Reputation: 2033
I have a dataset which has feature 'abdomcirc' that has multiple values per ChildID, like so:
ChildID abdomcirc
0 1 273
1 1 267
2 1 294
3 2 136
4 2 248
I want to calculate the range of values for a given a list of abdomcirc values per child id. So I want to get these results:
ChildID range
0 1 27
1 2 112
So I first tried this:
df["range"] = df.groupby('ChildID')["mussabdomcirc"].transform('range')
But I got this error ValueError: 'range' is not a valid function name for transform(name)
So, as suggested in the answer to this question, I tried the following line:
df["range"] = df.groupby('ChildID').apply(lambda x: x.High.max() - x.Low.min())
But I got this error: AttributeError: 'DataFrame' object has no attribute 'High'
Not sure why I am getting this error.
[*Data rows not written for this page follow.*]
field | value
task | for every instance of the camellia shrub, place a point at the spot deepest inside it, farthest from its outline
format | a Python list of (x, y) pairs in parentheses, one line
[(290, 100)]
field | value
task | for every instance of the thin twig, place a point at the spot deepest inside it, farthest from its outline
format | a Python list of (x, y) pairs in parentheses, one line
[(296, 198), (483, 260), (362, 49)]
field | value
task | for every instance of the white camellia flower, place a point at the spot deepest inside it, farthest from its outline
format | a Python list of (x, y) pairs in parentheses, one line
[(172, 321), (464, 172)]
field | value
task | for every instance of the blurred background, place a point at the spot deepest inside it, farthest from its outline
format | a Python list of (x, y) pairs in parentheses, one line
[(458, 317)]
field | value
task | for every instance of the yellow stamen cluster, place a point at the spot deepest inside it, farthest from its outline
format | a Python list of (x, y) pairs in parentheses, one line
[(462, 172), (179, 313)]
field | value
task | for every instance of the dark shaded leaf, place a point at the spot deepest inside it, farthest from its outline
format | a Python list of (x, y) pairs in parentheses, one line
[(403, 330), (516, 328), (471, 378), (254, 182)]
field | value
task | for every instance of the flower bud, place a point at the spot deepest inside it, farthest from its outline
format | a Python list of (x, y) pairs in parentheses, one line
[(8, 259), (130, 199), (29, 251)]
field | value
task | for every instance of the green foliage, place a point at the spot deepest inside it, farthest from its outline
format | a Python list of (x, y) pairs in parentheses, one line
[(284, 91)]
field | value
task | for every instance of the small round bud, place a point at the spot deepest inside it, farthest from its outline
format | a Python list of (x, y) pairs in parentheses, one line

Any suggestion on how to successfully calculate the range of a group of values in a dataframe?
Upvotes: 0
Views: 732
Reputation: 1317
High
is not in df
, please change High
with your column
df.groupby("ChildID").apply(lambda x: x['abdomcirc'].max() - x['abdomcirc'].min())
Upvotes: 1
Reputation: 323226
There is one function from numpy.ptp
s=df.groupby('ChildID')['abdomcirc'].apply(np.ptp).to_frame('range').reset_index()
Out[75]:
ChildID range
0 1 27
1 2 112
Fix your code
df.groupby('ChildID').apply(lambda x: x.abdomcirc.max() - x.abdomcirc.min())
Upvotes: 2